The AI industry’s most widely used NLP library for Python and Java delivers a major new release of its software & models – improving accuracy and scale for named entity recognition, object character recognition, matching, and entity resolution.
We are very pleased to announce the immediate availability of Spark NLP 2.4. This is the library’s biggest release ever, with major accuracy & scalability improvements across the open source, enterprise, and healthcare editions.
The changes include improvements to the core architecture of the library, retraining of all pre-trained models from scratch, and a suite of new pre-trained models & deep-learning networks that leverage new academic research results from 2019. In most cases, this release is the first production-grade, scalable, and trainable implementation of these new research made available to the AI community.
Named entity recognition: Spark NLP 2.4 still makes half as many mistakes as spaCy 2.2
Named entity recognition (NER) for entities such as people, places, drugs, genes, and others from free text is one of the most widely used NLP tasks.
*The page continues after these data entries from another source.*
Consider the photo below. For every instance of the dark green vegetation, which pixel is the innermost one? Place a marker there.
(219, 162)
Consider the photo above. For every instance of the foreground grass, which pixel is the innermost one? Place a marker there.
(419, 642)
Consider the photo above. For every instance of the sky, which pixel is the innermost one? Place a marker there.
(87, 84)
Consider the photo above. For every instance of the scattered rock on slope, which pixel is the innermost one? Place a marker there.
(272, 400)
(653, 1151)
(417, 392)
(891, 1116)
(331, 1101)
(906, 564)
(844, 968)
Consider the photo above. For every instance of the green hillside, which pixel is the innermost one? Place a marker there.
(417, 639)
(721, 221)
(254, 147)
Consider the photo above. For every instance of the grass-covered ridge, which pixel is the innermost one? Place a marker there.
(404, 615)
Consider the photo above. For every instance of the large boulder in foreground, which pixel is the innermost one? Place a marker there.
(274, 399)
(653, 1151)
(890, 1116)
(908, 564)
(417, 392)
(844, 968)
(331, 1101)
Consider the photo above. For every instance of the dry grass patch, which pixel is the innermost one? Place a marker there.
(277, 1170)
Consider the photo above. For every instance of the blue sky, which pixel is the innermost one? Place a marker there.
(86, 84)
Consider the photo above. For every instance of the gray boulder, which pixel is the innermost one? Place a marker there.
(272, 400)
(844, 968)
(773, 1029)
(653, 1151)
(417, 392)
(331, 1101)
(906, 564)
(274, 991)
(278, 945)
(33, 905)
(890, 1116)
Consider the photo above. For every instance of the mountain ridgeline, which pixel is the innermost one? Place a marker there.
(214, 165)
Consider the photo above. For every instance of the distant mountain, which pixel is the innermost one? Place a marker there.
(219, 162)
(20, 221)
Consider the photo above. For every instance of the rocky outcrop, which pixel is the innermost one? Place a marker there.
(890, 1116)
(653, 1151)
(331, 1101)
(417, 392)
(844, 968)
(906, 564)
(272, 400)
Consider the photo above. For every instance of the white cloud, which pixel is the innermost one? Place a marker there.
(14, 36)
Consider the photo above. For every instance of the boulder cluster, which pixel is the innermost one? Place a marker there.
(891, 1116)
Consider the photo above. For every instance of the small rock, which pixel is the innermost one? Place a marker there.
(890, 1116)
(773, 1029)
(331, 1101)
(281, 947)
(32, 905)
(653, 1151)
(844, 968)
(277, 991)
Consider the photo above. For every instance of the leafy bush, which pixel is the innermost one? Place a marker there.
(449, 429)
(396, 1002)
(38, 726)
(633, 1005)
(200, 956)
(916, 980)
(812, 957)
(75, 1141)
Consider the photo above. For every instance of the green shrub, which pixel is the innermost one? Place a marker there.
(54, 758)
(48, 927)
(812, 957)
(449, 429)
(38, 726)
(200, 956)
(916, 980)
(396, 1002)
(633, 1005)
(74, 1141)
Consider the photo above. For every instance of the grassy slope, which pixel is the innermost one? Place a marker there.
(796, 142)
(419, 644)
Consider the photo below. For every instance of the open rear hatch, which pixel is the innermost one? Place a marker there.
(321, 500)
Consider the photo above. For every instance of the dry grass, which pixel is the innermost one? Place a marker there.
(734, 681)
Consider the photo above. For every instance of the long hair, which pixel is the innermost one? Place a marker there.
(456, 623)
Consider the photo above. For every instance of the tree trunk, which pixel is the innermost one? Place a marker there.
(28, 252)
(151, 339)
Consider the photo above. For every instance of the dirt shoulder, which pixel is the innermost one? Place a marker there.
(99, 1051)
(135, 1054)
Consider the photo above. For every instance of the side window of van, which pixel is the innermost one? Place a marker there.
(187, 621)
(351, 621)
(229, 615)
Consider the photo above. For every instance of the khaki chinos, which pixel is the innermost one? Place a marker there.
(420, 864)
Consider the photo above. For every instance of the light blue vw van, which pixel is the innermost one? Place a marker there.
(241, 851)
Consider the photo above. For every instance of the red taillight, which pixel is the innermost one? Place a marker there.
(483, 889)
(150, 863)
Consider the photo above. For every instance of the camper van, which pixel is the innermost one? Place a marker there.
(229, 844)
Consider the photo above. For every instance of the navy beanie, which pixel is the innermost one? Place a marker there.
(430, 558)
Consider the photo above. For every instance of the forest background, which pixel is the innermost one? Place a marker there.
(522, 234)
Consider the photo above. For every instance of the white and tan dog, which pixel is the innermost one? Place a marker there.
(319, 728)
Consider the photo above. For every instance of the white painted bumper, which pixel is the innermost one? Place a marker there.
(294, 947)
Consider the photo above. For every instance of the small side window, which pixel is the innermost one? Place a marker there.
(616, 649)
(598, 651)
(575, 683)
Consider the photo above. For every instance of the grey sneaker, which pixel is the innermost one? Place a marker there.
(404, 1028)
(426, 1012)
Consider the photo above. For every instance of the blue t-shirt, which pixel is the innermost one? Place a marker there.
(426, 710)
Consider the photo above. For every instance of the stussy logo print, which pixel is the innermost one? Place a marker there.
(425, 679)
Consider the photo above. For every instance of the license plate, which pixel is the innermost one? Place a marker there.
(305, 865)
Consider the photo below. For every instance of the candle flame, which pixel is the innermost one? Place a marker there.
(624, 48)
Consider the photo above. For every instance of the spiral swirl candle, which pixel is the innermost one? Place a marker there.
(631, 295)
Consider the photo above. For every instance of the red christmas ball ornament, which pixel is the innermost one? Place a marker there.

Transformers such as BERT, ELMO and others have improved the achievable accuracy on NER over the past two years – and Spark NLP 2.4 now comes with several out-of-the-box pipelines that make the most of these innovations:
- Out-of-the-box Spark NLP models deliver an F1 score of 95.9% using BERT-large on the standard en_core_web benchmark – versus 88.3% delivered by the spaCy 2.2 BERT model.
- This means that Spark NLP models will make between one half to one third of the mistakes that the spaCy model is expected to make.
- Spark NLP includes five pre-trained NER models – enabling users to trade off accuracy for speed or memory. The least accurate Spark NLP models is still more accuracy than all spaCy models, including the largest one.
- In addition, Spark NLP NER models are trainable – so that users can train & tune even more accurate for their own domain-specific applications.
Object Character Recognition (OCR): Automated image enhancement & scalable pipelines
Spark OCR is now a separate library from Spark NLP – enabling to configure object character recognition pipelines that improve accuracy for specific document types.
Spark OCR is now being in production in various large-scale, high-compliance use cases to read clinical records, faxes, invoices, books, and other document types. This new release has enabled customers to reach and surpass the accuracy previously achieved by OCR industry leaders such as Abbey, AWS, and Google Cloud – by implementing image processing algorithms, automating their selection and use, and enabling users to tune OCR pipelines for domain-specific document types.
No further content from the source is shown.